See ABU VS KUYABA (2002) FWLR (PT 99) 1041.

ADESOKAN VS ADETUNJI (1994) 6 SCJN 123; AGBENYI

VS AGBO (1994) 7 NWLR (PT 359) 735, ONUMAJURU

VS AKANIHU (1994) 3 NWLR (PT 334) 620.

In UKOLO VS UNION BANK OF NIGERIA LTD (2004) 2

SCM 187. It was held that the proper order to make where

a Court has no jurisdiction to entertain an action is that of

striking out.

Thus when a Court lacks jurisdiction to entertain a suit for

any reason, the proper order to make is to strike out the

suit and not to dismiss it.

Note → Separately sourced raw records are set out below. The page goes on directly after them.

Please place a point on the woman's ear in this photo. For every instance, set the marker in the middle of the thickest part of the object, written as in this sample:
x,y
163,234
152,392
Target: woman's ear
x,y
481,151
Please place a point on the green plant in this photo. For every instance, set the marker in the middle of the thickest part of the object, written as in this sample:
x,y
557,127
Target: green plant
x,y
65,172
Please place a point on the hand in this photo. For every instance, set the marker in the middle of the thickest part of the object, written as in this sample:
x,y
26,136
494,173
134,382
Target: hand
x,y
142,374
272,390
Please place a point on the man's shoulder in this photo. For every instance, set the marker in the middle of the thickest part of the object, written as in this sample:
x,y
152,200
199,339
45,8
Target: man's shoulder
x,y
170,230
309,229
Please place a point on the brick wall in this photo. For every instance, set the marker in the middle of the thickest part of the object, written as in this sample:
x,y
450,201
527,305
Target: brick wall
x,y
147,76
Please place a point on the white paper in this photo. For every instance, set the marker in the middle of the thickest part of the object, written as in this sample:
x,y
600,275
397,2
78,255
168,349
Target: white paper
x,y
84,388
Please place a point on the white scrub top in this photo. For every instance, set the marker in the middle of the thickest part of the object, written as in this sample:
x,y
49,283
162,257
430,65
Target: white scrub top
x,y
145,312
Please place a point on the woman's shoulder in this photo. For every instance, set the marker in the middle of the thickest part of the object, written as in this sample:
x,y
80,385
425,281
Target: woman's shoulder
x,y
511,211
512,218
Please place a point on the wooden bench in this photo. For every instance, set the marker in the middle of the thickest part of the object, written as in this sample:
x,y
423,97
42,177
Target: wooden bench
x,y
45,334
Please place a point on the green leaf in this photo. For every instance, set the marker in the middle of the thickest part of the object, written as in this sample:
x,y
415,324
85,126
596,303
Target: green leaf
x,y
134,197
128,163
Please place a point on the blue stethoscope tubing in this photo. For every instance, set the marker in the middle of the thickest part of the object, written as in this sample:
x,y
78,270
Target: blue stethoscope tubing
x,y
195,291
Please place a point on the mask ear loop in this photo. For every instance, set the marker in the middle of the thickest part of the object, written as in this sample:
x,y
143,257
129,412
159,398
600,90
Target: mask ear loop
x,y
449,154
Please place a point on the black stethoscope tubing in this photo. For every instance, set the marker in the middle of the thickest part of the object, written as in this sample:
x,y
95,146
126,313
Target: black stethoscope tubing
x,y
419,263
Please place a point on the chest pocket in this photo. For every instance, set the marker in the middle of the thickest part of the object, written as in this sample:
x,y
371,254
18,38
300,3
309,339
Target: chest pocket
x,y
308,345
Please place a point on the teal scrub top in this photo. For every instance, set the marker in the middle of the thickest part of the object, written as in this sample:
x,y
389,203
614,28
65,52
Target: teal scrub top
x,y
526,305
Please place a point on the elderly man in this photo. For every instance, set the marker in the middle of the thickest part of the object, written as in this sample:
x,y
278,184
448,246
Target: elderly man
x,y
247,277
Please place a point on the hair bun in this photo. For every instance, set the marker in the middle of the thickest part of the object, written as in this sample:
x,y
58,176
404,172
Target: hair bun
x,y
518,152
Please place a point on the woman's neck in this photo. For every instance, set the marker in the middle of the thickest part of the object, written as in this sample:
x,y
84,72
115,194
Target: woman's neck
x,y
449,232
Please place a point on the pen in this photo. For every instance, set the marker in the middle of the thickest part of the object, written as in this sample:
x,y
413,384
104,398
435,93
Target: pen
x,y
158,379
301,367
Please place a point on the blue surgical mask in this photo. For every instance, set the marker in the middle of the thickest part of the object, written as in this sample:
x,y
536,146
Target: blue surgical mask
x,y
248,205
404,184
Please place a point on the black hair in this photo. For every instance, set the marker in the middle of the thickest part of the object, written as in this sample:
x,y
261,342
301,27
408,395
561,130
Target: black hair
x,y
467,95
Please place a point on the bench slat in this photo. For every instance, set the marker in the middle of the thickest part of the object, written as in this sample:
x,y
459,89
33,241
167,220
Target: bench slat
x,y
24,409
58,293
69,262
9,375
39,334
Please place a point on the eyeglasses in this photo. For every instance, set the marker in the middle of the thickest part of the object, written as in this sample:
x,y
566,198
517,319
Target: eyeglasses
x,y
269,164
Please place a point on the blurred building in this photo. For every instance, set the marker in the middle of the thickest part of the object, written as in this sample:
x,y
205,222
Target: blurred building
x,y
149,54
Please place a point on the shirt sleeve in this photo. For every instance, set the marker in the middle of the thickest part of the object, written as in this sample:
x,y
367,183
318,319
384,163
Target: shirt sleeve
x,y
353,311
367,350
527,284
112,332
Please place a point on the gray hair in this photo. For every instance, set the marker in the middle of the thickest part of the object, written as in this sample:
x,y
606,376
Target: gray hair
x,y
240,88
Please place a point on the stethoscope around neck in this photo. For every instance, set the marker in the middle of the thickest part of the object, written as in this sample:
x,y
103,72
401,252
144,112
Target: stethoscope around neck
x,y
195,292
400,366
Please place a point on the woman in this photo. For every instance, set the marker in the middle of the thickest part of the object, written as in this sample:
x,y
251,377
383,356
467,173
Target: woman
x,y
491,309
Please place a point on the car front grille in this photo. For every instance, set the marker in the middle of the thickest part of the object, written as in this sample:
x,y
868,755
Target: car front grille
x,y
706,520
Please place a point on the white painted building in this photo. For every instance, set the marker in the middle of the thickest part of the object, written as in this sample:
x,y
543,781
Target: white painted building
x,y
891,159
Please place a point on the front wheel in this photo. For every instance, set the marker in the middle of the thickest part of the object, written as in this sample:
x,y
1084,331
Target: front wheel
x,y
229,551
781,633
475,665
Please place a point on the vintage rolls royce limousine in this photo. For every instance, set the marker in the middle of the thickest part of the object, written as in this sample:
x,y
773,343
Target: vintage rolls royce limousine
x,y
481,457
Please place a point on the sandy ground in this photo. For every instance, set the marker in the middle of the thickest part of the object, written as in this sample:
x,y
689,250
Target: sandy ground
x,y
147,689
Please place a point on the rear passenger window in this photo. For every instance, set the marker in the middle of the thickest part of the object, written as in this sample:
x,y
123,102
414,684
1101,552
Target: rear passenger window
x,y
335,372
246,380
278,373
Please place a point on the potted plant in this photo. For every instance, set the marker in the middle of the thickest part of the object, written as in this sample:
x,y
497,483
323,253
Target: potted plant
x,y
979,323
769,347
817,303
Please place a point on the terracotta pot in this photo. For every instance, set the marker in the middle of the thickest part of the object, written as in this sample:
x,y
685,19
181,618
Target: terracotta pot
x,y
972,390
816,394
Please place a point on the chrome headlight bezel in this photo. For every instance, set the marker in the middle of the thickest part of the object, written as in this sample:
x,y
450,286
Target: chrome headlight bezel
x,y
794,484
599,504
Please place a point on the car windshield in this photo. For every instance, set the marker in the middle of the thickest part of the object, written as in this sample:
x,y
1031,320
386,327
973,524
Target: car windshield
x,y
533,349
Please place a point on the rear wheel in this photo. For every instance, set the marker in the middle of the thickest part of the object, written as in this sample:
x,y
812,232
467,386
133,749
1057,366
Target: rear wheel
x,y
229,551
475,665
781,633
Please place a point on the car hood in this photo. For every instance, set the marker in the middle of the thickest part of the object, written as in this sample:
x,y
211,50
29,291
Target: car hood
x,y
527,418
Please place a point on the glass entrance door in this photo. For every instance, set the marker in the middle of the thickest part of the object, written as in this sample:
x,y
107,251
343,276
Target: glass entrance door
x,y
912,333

See OWNERS OF M.V ARABELLA

VS NIGERIAN AGRIC. INSURANCE CORPORATION

(2008) 4-5 SC (PT 11) 189; OHIAERI VS AKABEZE

(1992) 2 SCNJ 76; UWAZURIKE VS A.G FEDERATION

(2007) 2 SCNJ 369.

If a Court has no jurisdiction to hear and determine a

matter, the proceedings remain a nullity ab initio, no

matter how well conducted or decided. Given that a defect

in competence is not only intrinsic, but extrinsic to the

entire process of adjudication. A Court that lacks the vires

to entertain a suit cannot exercise judicial powers thereon.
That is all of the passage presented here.